El 13 de enero de 1631, Urbano VIII publicó la Bula Pastoralis Romani Pontificis, de la que proceden estas palabras: “Decidimos y decretamos con autoridad Apostólica que la pretendida congregación de mujeres o vírgenes llamadas jesuitisas y sus modos de vida y estado han sido nulos e inválidos desde su mismo comienzo y sin ninguna fuerza ni valor. Y porque se produjeron de hecho, con la misma autoridad suprimimos y extinguimos de raíz y completamente, sometemos a perpetua abolición y enteramente quitamos, borramos y abrogamos, y queremos y mandamos que por todos los fieles se tengan y reputen por suprimidos”. La Bula de Urbano VIII supuso el cierre de todos sus colegios, y a ella le costó la cárcel en Múnich bajo acusaciones de "herética, cismática y rebelde": "Sufrir sin culpa no es carga... Iré gustosa a la cárcel que deseen"...

Despues de unos meses el mismo Papa ordenó sacarla de la cárcel en cuanto supo que la habían apresado, y la recibió poco después en Roma. En su entrevista con él, ella le dijo: “Ni he sido, ni soy hereje”. Mary recomenzó abriendo una nueva casa en Roma bajo la protección del Papa aunque no eran reconocidas como “religiosas”...
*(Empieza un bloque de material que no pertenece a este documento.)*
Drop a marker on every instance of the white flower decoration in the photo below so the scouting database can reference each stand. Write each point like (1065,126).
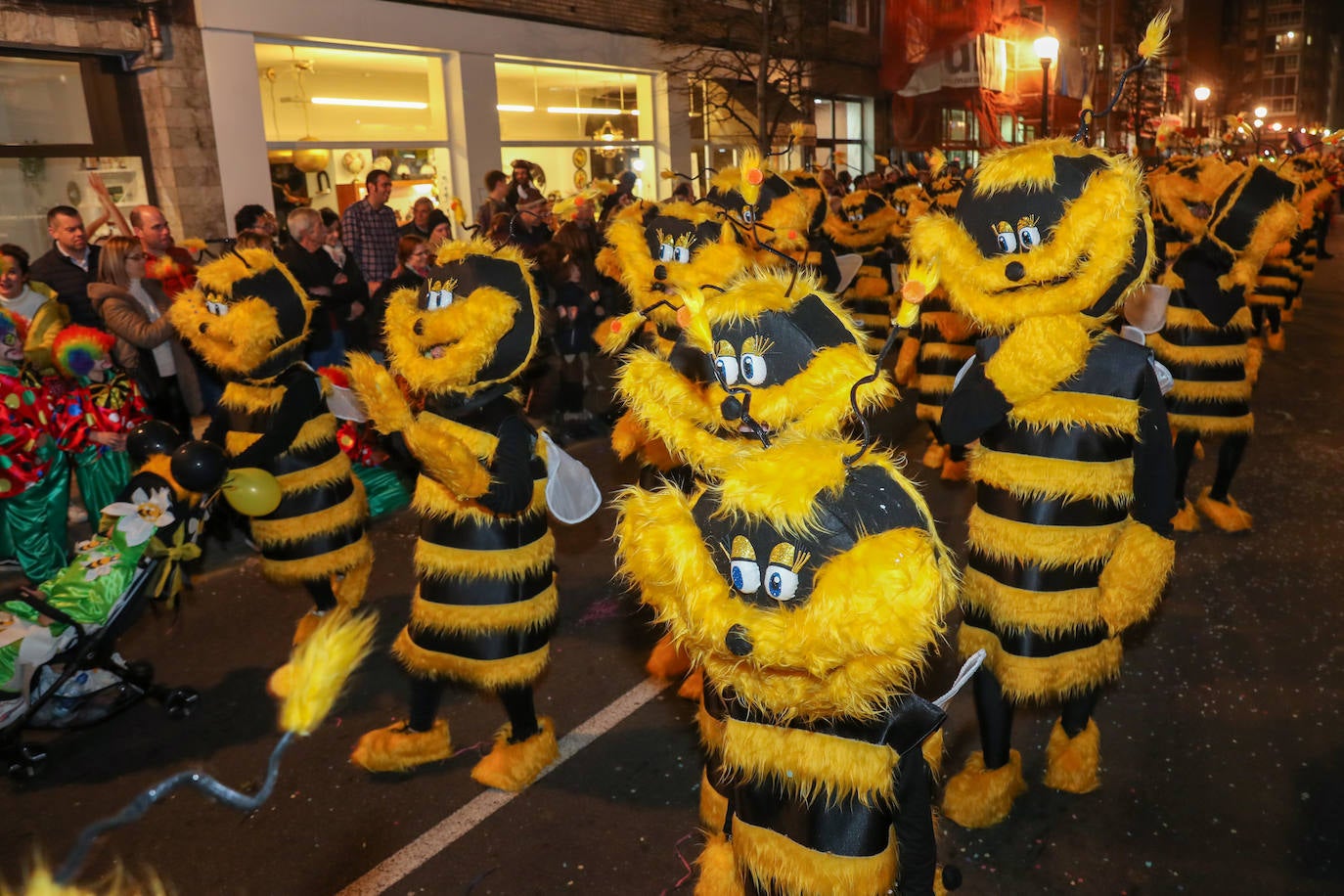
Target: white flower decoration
(141,516)
(98,564)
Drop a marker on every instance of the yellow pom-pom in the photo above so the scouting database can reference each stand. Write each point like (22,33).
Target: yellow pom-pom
(322,665)
(1154,36)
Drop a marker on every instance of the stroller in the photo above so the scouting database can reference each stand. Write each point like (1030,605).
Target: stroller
(58,661)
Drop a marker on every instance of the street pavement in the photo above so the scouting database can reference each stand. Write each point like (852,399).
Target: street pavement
(1224,752)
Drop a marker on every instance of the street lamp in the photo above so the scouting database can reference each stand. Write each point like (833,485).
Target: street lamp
(1202,94)
(1048,50)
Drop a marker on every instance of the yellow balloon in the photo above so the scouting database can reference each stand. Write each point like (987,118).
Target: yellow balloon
(251,490)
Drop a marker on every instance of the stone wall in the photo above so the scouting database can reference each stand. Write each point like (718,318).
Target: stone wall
(172,93)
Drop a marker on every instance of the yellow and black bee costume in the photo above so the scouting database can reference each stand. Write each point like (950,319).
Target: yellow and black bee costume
(485,602)
(1204,340)
(865,227)
(248,319)
(1070,532)
(808,583)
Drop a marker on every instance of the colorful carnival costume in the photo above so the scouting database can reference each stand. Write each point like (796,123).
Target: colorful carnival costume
(98,399)
(1204,341)
(34,474)
(248,319)
(808,580)
(1069,538)
(485,602)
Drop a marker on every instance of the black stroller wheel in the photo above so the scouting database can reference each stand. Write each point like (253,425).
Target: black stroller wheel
(180,702)
(27,762)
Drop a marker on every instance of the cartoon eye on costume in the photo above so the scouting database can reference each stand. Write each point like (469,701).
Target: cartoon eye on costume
(726,362)
(1027,233)
(746,574)
(753,359)
(438,298)
(781,576)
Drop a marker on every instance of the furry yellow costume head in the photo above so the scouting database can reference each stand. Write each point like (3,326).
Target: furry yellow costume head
(783,362)
(247,316)
(865,220)
(1052,227)
(471,323)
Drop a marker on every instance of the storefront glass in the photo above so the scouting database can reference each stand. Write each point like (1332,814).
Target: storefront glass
(334,114)
(577,124)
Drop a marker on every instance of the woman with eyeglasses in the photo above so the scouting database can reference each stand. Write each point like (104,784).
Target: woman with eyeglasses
(135,310)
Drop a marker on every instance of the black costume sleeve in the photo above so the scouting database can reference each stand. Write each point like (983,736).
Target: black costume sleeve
(916,844)
(511,470)
(301,403)
(973,407)
(1154,464)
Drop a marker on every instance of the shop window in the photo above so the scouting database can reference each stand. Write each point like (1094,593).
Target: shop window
(578,125)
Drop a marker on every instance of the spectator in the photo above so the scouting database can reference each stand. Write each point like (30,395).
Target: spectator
(369,230)
(439,229)
(171,265)
(337,297)
(255,218)
(135,309)
(413,261)
(523,191)
(496,202)
(70,265)
(419,225)
(43,315)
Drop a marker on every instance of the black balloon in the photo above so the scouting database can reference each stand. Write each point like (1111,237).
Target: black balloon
(200,467)
(150,438)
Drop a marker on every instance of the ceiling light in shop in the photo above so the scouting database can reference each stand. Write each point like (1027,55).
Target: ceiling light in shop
(584,111)
(371,104)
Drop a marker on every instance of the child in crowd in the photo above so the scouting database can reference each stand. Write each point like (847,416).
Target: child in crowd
(101,405)
(34,475)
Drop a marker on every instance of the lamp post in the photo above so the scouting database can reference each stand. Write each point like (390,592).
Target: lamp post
(1048,50)
(1202,94)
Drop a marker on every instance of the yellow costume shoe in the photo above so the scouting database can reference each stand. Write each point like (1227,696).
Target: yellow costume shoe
(1186,518)
(399,748)
(934,456)
(667,659)
(718,870)
(515,766)
(1225,515)
(1071,762)
(977,797)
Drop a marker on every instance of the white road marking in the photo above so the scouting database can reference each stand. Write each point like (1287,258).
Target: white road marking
(442,834)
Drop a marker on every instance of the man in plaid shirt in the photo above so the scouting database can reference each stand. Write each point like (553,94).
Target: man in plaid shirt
(369,230)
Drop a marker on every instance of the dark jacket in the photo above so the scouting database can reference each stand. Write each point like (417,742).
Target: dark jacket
(70,283)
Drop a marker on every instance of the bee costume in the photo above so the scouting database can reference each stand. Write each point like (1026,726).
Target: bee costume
(248,319)
(1070,532)
(485,602)
(808,580)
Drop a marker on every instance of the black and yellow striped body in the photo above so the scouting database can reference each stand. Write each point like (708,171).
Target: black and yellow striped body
(485,602)
(1055,490)
(946,341)
(317,531)
(1211,394)
(798,827)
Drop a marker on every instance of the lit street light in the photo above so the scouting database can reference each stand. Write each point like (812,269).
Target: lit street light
(1048,50)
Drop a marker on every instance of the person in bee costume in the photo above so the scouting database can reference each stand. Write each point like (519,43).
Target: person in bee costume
(248,319)
(1070,536)
(485,602)
(1204,340)
(808,580)
(657,254)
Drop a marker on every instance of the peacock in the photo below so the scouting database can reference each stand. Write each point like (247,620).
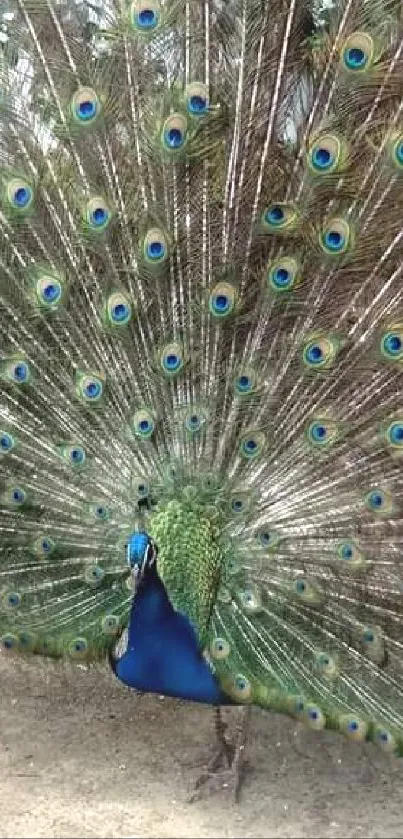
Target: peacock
(201,337)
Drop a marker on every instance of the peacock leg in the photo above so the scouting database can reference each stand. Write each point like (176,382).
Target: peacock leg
(231,754)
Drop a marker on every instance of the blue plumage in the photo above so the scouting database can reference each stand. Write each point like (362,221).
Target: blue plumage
(163,654)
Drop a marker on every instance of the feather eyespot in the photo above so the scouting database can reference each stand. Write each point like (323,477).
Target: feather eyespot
(336,237)
(7,442)
(322,433)
(391,344)
(143,424)
(89,388)
(197,100)
(172,359)
(97,215)
(283,275)
(155,247)
(118,309)
(326,155)
(49,291)
(222,300)
(110,625)
(94,575)
(145,16)
(174,133)
(279,217)
(19,195)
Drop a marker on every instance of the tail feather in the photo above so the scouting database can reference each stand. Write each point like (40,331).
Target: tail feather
(200,290)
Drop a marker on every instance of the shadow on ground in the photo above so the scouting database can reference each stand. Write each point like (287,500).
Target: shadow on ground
(82,756)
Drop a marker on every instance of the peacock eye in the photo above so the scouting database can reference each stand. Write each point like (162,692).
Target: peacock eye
(325,154)
(279,217)
(379,502)
(85,105)
(97,215)
(49,291)
(172,359)
(143,424)
(392,344)
(319,352)
(110,625)
(7,442)
(335,237)
(358,52)
(89,388)
(222,300)
(155,246)
(197,100)
(19,195)
(252,445)
(174,133)
(11,600)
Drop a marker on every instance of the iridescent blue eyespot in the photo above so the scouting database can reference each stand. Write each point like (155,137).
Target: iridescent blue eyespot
(19,195)
(355,58)
(9,642)
(197,99)
(90,388)
(85,105)
(143,424)
(392,343)
(17,496)
(7,442)
(278,217)
(97,214)
(172,359)
(94,575)
(252,445)
(275,215)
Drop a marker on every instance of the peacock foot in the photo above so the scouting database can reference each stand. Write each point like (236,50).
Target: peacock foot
(226,769)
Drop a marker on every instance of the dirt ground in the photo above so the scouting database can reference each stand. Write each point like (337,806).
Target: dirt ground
(83,756)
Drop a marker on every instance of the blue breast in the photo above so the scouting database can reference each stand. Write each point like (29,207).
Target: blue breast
(163,654)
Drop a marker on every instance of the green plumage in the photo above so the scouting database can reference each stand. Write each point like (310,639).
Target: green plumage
(201,335)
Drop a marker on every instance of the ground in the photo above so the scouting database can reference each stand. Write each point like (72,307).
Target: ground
(81,755)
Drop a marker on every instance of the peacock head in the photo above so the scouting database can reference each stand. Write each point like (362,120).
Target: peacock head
(141,555)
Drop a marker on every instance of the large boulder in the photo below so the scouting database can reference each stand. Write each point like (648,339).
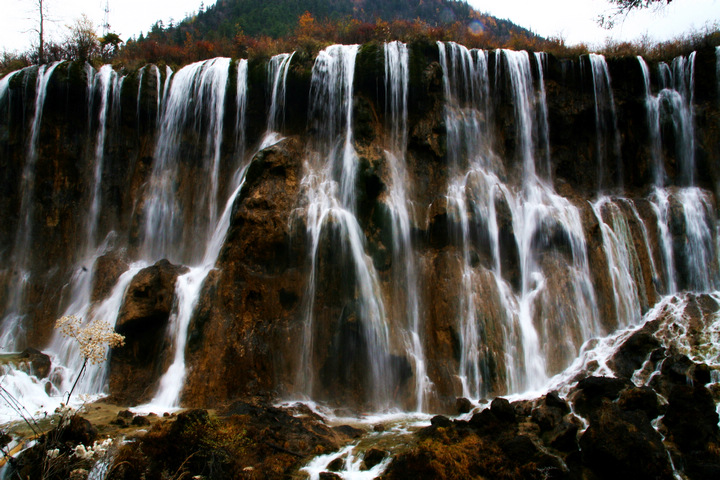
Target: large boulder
(691,423)
(620,444)
(245,337)
(143,320)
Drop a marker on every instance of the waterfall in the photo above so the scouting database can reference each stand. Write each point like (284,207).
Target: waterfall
(606,129)
(187,291)
(542,114)
(534,210)
(518,67)
(652,105)
(448,250)
(466,85)
(405,269)
(165,212)
(278,68)
(188,286)
(329,186)
(12,329)
(106,81)
(622,260)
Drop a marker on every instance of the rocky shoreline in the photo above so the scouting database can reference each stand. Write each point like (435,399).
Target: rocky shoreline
(654,416)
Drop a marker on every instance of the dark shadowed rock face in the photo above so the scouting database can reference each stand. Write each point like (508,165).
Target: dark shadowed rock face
(618,441)
(107,270)
(143,320)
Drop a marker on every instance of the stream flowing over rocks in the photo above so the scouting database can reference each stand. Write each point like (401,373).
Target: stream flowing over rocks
(389,260)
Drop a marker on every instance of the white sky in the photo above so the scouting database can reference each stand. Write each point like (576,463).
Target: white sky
(574,20)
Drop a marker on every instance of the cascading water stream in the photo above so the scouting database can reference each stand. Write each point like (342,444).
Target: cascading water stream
(12,328)
(543,123)
(167,218)
(620,254)
(397,73)
(534,211)
(466,85)
(329,188)
(188,286)
(278,68)
(652,105)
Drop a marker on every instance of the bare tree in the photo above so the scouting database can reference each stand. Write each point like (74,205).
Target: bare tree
(623,7)
(38,13)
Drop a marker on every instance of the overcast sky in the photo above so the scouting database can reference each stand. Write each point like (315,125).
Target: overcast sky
(574,20)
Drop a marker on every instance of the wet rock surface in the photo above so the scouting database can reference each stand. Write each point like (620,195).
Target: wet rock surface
(143,321)
(246,440)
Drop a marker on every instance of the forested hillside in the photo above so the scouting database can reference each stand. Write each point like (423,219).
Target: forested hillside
(278,18)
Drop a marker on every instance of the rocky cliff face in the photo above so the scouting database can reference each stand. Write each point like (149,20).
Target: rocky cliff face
(434,222)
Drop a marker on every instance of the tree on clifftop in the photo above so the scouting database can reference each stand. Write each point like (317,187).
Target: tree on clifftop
(623,7)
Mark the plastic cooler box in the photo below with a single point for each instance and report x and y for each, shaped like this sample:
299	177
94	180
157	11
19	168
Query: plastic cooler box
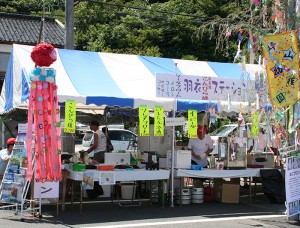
79	167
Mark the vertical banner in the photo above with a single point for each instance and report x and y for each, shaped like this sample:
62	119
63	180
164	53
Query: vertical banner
159	127
254	126
292	187
192	123
291	118
144	121
70	117
281	53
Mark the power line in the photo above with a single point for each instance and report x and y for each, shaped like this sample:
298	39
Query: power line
144	9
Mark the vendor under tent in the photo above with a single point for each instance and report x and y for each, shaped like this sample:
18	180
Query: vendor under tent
112	79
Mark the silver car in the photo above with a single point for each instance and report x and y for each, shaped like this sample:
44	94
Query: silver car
121	139
225	131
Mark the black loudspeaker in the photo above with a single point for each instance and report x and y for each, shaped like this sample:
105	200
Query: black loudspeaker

Murió catorce años más tarde (1645) en York, su país natal, con sensación de fracaso, pero su obra siguió adelante y fue además motivo de inspiración para muchas fundaciones femeninas posteriores. Su obra continuó sobre todo en Alemania y hoy está en los cinco continentes. Gracias a la fidelidad de sus primeras compañeras sobrevivieron varias casas bajo la protección de algunos obispos. A comienzos del siglo siguiente, Clemente XI aprobaría definitivamente las Reglas (1703) y el Instituto de la Bienaventurada Virgen María sería reconocido en 1877.

Tanto la una como la otra se vieron sostenidas por visiones, que les llevaron a permanecer siempre en la obediencia y en la práctica de virtudes heroicas. Ángela está canonizada. María Ward, superados ya los prejuicios y reconocida como fundadora por Pío X, fue declarada Venerable en el 2009 por Benedicto XVI, que había hecho el Jardín de Infancia con las religiosas de María Ward y por tanto las conocía bien.